The father of his lordship, Dr. William Craig, was one of the ministers of Glasgow, author of "An Essay on the Life of Christ," and two volumes of excellent sermons. William—the subject of Kay's Print— was born in 1745. He studied at the College of Glasgow, where he was distinguished for his classical acquirements. In 1768, he was admitted to the bar, and became intimate with several young persons, chiefly of the same profession, who met once a-week for the improvement of their professional knowledge.

As an advocate Mr. Craig was not so successful as might have been anticipated from his talents. His tastes and habits were perhaps too literary to lead him to legal eminence. He nevertheless had a fair share of business; and, in 1784, when Sir Hay Campbell became Lord Advocate, he and his intimate friends, Blair and Abercromby, were appointed Advocate-deputes. In 1787, he became Sheriff-depute of Ayrshire; and, on the death of Lord Hailes in 1792, took his seat on the bench as Lord Craig. In 1795, he succeeded Lord Henderland as a Commissioner of Justiciary. This situation he held till 1812, when he resigned it on account of declining health; but retained his seat in the Civil Court until his death.

Lord Craig was more distinguished on the bench than he had been at the bar. His conduct was upright and honourable; and to excellent professional talents, and a profound knowledge of law, he joined the most persevering exertion. There were few of his colleagues who despatched more business, or with greater accuracy, than his lordship. His judgments, formed after careful and anxious consideration, were generally clear and well-founded.

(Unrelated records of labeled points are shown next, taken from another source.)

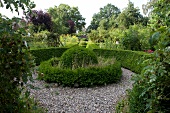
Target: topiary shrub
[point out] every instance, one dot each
(106, 72)
(77, 57)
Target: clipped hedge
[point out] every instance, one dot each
(131, 60)
(83, 77)
(78, 57)
(47, 53)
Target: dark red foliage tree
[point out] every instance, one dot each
(71, 25)
(40, 18)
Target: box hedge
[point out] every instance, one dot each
(47, 53)
(83, 77)
(131, 60)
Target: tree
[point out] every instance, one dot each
(131, 16)
(15, 60)
(41, 20)
(150, 91)
(104, 16)
(66, 19)
(25, 5)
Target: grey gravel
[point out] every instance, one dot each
(103, 99)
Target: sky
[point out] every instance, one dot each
(86, 7)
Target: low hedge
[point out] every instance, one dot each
(47, 53)
(83, 77)
(131, 60)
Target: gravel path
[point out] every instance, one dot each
(58, 99)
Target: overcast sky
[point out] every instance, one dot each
(86, 7)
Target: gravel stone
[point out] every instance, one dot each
(103, 99)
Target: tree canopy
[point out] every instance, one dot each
(131, 16)
(66, 19)
(103, 16)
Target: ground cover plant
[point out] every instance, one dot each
(80, 74)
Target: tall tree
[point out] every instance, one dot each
(66, 19)
(104, 16)
(41, 20)
(131, 16)
(15, 61)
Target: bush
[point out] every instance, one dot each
(47, 53)
(15, 66)
(91, 45)
(129, 59)
(81, 77)
(77, 57)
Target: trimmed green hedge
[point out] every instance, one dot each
(129, 59)
(83, 77)
(78, 57)
(47, 53)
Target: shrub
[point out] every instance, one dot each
(91, 45)
(47, 53)
(15, 66)
(81, 77)
(129, 59)
(77, 57)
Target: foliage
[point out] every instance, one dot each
(102, 17)
(66, 19)
(151, 88)
(41, 20)
(15, 62)
(25, 5)
(82, 77)
(131, 16)
(128, 59)
(68, 40)
(131, 39)
(91, 45)
(44, 54)
(76, 57)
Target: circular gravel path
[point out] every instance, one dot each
(103, 99)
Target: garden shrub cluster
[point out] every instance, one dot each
(47, 53)
(77, 56)
(129, 59)
(80, 77)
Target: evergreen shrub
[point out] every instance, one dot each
(81, 77)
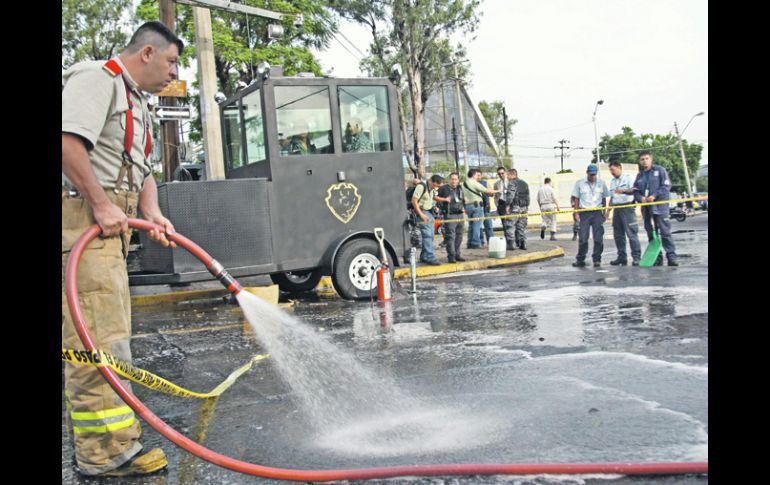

The fame, however, of Lord Craig does not rest solely on his character either as a lawyer or a judge. His well known attainments, and especially his connection with "The Mirror" and "The Lounger," have raised his name to an honourable place among the literary characters of his native land. Most of our readers are aware that tho Mirror and Lounger were the joint productions of a club of gentlemen —of whom Henry Mackenzie, author of the "Man of Feeling," was the only individual whose name was made public at the time.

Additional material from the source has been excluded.